As I posted in another thread, the only negative for me has been the lack of retina display support and scalable versions of Kontakt, Omnisphere and so on. Nice to see VSL making progress on this with their new Vienna Suite Pro and Vienna Instruments player updates which they have confirmed they are working on. I wonder why most developers are taking so long to support retina displays and higher screen resolutions. How do you deal with this? Do you find PLAY, for example, to be quite pixellated with blurry graphics?


----------



## synthpunk (Feb 13, 2016)

I would make a external partition or get separate drive for your photo's Baron. The more you put on your internal SSD the more potential you have for issues and bottlenecks. Keep that internal SSD as lean, fast, as possible for system tasks.



Baron Greuner said:


> I put photographs on mine. Usually temporarily until they get sent off to the agencies. But the files can be big because I use a Nikon D800; always RAW files. Don't want to to put them on the Black Magic Dock and get them mixed in with samples and audio.


----------



## PeterBaumann (Feb 13, 2016)

Matt Taylor said:


> As I posted in another thread, the only negative for me has been the lack of retina display support and scalable versions of Kontakt, Omnisphere and so on. Nice to see VSL making progress on this with their new Vienna Suite Pro and Vienna Instruments player updates which they have confirmed they are working on. I wonder why most developers are taking so long to support retina displays and higher screen resolutions. How do you deal with this? Do you find PLAY, for example, to be quite pixellated with blurry graphics?
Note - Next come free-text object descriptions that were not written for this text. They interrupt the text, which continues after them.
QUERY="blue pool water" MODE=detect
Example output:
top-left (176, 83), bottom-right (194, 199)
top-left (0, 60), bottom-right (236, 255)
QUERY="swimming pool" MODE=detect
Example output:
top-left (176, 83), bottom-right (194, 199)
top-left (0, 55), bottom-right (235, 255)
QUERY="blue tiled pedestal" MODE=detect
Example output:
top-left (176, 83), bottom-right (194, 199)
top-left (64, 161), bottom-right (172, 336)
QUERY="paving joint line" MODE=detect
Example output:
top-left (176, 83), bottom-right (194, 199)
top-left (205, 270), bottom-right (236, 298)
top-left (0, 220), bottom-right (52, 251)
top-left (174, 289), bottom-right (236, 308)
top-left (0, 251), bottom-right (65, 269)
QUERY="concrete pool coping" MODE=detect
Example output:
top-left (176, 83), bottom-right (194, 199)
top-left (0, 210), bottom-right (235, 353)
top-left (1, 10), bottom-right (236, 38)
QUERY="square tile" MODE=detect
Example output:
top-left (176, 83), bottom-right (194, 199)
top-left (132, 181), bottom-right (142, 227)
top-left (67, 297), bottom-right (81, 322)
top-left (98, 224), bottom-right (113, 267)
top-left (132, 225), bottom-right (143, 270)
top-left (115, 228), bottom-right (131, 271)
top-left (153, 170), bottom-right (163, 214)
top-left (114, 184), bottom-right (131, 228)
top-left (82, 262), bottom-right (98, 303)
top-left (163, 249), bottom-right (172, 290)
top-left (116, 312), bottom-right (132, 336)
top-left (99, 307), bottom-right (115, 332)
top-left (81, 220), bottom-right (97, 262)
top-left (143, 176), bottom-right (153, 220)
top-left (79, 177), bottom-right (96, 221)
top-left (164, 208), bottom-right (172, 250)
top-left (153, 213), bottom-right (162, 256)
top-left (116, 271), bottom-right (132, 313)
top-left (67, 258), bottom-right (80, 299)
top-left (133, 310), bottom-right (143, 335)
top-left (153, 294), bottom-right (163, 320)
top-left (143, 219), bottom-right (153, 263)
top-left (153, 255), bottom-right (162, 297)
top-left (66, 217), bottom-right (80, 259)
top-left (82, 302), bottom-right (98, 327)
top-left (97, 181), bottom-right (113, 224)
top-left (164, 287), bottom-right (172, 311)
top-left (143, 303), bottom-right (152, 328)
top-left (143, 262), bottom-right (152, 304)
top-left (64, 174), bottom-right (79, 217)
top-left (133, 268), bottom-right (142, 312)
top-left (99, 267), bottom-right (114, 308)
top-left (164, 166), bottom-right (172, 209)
Not at all, PLAY is crystal clear on mine. I'll admit, Kontakt is blurrier than PLAY, but still completely readable.


----------



## Prockamanisc (Feb 14, 2016)

Levon said:


> Eventually I'll probably look to add some orchestra VIs to my collection


I think this is the most important statement of all. If you don't know what your studio and setup will eventually be, then how do you know what tools you'll need? You wouldn't walk into a sports store and say "I need a ball, it has to be the best ball with the best leather, and eventually after I buy it I'm going to decide which sport I'm going to play". You pick the sport and buy the ball for it.

This would be a killer machine if you maxed out the RAM, but keep in mind that lots of people get really deep into libraries and end up needing a slave. If that happens to you, then this computer will be overkill. If you plan on staying relatively small in terms of processing power, then this computer will be great.


----------



## Levon (Feb 17, 2016)

Thanks everyone for your feedback. It has been a great help.

One other question that I have is if I were to go down the PC Slave route what sort of specification should I be looking at in terms of the iMac running Logic and controlling the Slave PC?


----------



## PeterBaumann (Feb 19, 2016)

Levon said:


> Thanks everyone for your feedback. It has been a great help.
> 
> One other question that I have is if I were to go down the PC Slave route what sort of specification should I be looking at in terms of the iMac running Logic and controlling the Slave PC?


I had a dual core 3.2 GHz I think it was (an old imac) before this one, went down the slave route, but because I had a sizeable template with EW Spaces and various other plugins running, even the mac was struggling with that. I now have two very powerful systems and have not run into any issues to date. To be honest, not sure where the best cutoff is for you, but I'm very glad that I went for high end for both of my systems


----------



## synthpunk (Feb 19, 2016)

Even if your thinking about adding a slave, Always buy the fastest system you can to get ahead of the spec game, because chances are in 4 years you will be back where you are again now.

I found the slave route with VEP, etc more obtrusive than it needed to be to creativity and spontaneity. Perhaps you should look at 6-8 core Mac Pro's if you can fit it into your budget. 

Saying that, if Play is going to be a big part of your system, the slave pc may be the smartest route.



Levon said:


> Thanks everyone for your feedback. It has been a great help.
> 
> One other question that I have is if I were to go down the PC Slave route what sort of specification should I be looking at in terms of the iMac running Logic and controlling the Slave PC?


----------



## EastWest Lurker (Feb 19, 2016)

aesthete said:


> Even if your thinking about adding a slave, Always buy the fastest system you can to get ahead of the spec game, because chances are in 4 years you will be back where you are again now.
> 
> I found the slave route with VEP, etc more obtrusive than it needed to be to creativity and spontaneity. Perhaps you should look at 6-8 core Mac Pro's if you can fit it into your budget.
> 
> Saying that, if Play is going to be a big part of your system, the slave pc may be the smartest route.


I respectfully somewhat disagree. Play libraries or no Play libraries, a well set up PC slave with VE PRO facilitates creativity with Logic Pro and adds no more obtrusiveness than plugging in a Roland JV-5080.


----------